Companies in such a case may try to create/engineer a consultative technology sub culture, which may work in the short term. However, it is not sustainable even with a great technology manager as by design; culture clash mitigation lies with the Technology manager, not on the organisational design around him/her. Politics will find a way to reverse any stability and gains in the name of progress. The answer for hierarchical companies lies in overarching change to refocus the company's organizational design to better protect its elements by functional segment (V functional silo). If operations and technology cannot interact as one, then design a model where they can interact as two bodies. If agile project management risks a culture clash, then augment agile with silo deliverables and more reporting managed by very good project managers who have good organisational understanding and management skills.


The bottom line is that Technology already has a defined adhocracy culture that works well with the above description of a Technologist and thus an ideal setting for us Technologists to thrive in. It’s never a good idea from experience to think an Adhocracy Sub-Culture is sustainable when nested in a Hierarchical Culture. Also, thinking of finding a happy medium between the two means moving the expectations, practices and behaviours from the top down to a new hybrid culture that will ultimately fail due to the Giver Taker model where natural givers become victims of natural takers especially in conflict. As with all workplace conflict, productivity suffers alongside the victims of the dispute.

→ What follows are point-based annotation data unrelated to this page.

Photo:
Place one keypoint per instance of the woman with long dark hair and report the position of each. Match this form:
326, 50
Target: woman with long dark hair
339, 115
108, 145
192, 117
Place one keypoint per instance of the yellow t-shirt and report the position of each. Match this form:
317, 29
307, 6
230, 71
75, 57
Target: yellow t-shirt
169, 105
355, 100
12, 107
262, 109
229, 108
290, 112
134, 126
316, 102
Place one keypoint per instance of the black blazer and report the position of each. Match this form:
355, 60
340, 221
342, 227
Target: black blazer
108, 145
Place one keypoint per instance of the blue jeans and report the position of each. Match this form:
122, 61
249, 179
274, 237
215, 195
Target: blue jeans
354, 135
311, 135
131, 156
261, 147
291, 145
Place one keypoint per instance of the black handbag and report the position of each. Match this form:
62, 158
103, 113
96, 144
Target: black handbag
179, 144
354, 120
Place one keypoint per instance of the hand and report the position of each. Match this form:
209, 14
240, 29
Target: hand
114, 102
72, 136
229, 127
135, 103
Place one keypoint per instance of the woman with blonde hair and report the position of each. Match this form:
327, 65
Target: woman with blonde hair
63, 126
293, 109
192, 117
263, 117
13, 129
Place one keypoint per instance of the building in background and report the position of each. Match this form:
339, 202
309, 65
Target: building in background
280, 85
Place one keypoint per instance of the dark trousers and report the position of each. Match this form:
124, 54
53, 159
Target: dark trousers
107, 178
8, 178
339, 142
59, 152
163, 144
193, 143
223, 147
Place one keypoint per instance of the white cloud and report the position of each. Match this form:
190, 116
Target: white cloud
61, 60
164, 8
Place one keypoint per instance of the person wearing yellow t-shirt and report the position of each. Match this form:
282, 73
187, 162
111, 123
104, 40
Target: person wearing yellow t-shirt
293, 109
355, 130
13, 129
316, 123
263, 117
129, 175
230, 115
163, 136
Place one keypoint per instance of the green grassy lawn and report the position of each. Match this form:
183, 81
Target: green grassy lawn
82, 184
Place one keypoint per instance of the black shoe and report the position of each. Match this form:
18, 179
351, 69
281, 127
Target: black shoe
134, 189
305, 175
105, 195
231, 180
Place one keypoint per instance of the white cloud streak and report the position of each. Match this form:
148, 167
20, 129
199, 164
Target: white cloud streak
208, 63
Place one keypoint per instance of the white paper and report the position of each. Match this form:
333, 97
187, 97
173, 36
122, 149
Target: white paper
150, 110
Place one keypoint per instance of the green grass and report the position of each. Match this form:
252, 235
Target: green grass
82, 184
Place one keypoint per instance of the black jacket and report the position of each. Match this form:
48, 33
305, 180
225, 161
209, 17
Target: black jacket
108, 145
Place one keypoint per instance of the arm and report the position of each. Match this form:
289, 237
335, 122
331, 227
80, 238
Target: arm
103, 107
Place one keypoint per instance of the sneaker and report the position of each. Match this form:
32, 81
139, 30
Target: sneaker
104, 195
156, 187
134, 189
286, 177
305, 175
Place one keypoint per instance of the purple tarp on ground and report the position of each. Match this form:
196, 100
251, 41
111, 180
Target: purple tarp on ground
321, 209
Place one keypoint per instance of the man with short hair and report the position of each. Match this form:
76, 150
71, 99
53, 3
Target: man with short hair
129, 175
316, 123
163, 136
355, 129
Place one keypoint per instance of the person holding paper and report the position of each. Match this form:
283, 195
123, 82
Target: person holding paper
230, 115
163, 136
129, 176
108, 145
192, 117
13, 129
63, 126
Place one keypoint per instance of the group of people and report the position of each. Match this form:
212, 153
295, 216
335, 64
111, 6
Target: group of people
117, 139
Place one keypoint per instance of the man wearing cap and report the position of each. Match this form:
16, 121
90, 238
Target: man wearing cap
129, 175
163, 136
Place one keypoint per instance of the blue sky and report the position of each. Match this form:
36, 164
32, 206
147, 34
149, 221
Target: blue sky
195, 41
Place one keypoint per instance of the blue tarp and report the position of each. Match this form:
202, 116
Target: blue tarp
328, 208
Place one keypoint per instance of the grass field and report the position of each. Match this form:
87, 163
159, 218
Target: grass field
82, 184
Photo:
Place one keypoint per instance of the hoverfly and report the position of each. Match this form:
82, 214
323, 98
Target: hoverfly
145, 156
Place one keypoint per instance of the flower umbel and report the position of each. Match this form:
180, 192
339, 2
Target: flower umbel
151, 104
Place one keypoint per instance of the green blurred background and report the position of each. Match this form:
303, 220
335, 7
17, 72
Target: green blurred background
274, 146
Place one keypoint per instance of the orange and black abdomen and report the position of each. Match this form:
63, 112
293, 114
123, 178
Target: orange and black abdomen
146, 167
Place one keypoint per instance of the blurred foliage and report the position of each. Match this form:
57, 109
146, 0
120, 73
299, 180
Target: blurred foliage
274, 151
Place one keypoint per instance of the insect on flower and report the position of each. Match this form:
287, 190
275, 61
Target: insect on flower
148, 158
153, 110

In my opinion, companies who cannot move to an adhocracy and/or clan culture should think about divisionalisation (i.e. create a technology company and an adhocracy culture) or outsourcing.  A company who gets it right, will become a technology company, not because their commercial product range is necessarily Technological. They will become a Technology company because they have made a home for Technologists who will guide them through the Technological age that we now live, grow, innovate and compete in.